What are the potential benefits of a NERF?
Currently, the ADF employs approximately 60,000 full-time soldiers who have demonstrated personal resilience and an ability to work effectively in a challenging and dangerous environment employing their specific skills. If the ADF introduced a requirement for each member to be competent in employing firefighting equipment and techniques (e.g., extinguishing fires, crewing fire trucks) then they could be used as a force multiplier and be attached to the relevant state service in times of emergency such as fire control and evacuation.
Similarly (and stopping short of using phrases such as drafting and conscription) if each volunteer service (e.g., Fire – 190,000 and SES – 43,000 Australia-wide) received basic military ‘NERF’ training, they too could assist in a national emergency conflict (assuming the role of a combatant).

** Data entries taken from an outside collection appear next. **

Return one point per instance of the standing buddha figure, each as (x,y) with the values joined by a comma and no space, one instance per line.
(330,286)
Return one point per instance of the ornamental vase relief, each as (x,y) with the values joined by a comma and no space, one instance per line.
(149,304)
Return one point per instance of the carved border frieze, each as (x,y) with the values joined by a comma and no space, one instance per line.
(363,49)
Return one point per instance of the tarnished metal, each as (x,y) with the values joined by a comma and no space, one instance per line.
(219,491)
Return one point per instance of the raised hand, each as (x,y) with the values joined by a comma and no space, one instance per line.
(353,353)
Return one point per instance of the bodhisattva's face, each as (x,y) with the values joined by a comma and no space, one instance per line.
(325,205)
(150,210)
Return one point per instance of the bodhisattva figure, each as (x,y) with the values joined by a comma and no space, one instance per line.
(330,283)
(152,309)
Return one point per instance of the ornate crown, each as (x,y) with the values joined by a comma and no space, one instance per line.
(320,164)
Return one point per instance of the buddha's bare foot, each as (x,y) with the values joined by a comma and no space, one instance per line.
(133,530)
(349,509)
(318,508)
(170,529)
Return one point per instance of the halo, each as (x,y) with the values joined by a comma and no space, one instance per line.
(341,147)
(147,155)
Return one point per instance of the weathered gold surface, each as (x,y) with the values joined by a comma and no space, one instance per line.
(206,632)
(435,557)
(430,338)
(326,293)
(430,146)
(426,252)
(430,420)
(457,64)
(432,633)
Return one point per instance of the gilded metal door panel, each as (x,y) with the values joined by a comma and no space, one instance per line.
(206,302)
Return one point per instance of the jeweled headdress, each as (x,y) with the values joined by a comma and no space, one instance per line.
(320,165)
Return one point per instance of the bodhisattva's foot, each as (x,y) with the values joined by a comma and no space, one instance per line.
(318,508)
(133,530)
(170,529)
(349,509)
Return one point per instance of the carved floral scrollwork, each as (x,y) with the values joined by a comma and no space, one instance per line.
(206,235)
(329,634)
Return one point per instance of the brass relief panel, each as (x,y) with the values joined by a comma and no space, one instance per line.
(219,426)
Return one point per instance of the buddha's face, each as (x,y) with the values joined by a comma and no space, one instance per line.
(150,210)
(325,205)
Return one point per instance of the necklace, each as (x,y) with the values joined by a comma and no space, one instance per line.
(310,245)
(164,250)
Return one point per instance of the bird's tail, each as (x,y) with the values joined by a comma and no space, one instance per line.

If 40% successfully completed NERF training (93,200) and 10% of those joined the ADF full-time (9,300), the ADF could achieve half of its 2040 recruitment target.
Upon a full-time member transitioning from the ADF, the Australian Government has then also facilitated the development of a skill set that can be employed to assist a volunteer organisation with their operations in the member's location after separating. Noting that many members separate to different areas of Australia, they would be welcome additions to the numbers listed for each state in Australia: WA = 26,000, NSW = 70,000, Vic = 50,000, QLD = 28,000, TAS = 5,000, NT = 280, and SA = 13,500.

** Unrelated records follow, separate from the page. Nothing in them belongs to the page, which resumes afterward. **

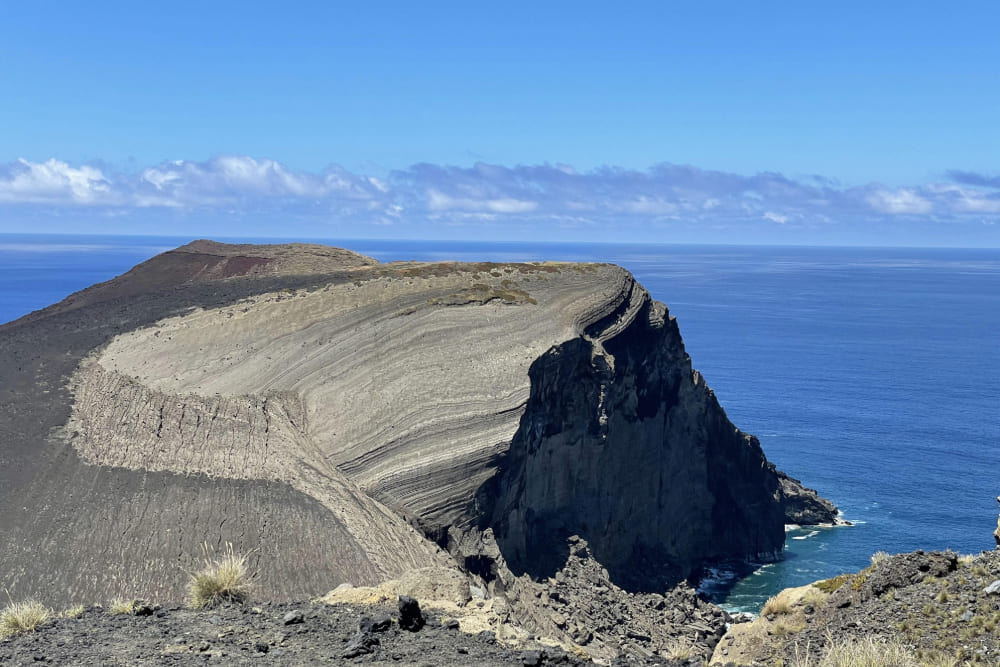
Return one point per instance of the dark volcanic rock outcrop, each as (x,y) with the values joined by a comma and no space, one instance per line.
(344,420)
(803,505)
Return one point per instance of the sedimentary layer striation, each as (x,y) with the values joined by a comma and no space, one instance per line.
(345,420)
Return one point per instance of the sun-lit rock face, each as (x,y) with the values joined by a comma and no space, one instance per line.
(400,408)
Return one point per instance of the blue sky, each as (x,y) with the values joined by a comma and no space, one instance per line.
(771,122)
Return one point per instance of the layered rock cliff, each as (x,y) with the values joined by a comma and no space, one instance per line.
(351,421)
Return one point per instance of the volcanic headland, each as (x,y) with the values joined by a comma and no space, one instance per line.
(531,435)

Recruitment – ‘What’s in it for me’?
Targeting members of society that already contribute voluntary hours of service to the nation, NERF could provide a ‘stand by’ annual stipend of $750 (post initial military training) to remain employable if called upon to do so. If called into action for emergency service, members would be paid at current service rates, much as Reserve Forces are now.
A Choice to Serve
In his article Considering the Heretical: Whole of Government Universal Service in Australia Lieutenant Colonel Wood suggests a Universal Civil Service Model indicating an initial mandatory service period of 24 months for people between the ages of 18-20 years, with a recall period expiring at age 55. A NERF model would not look to employ conscription or a mandatory recall period.
Instead, a NERF model would look to train members of the community who are already service-orientated individuals, provide a financial payment for their service if called into action and offer a $750 a year bonus for retaining base-level standards of employment as part of the service.
The current recruitment targets and retention numbers within the ADF are not currently aligned with a realistic force structure out to 2040. In order to be able to provide depth in a trade and skillset capacity, it may be worth considering a 'Plan B' to support a whole-of-government approach to our actual National Emergency Response capability. The creation of NERF would fall short of the DSR targets for Permanent Force members; however, it would provide a pool of Australians to be able to be employed in case of a national emergency be it fire, flood, or conflict.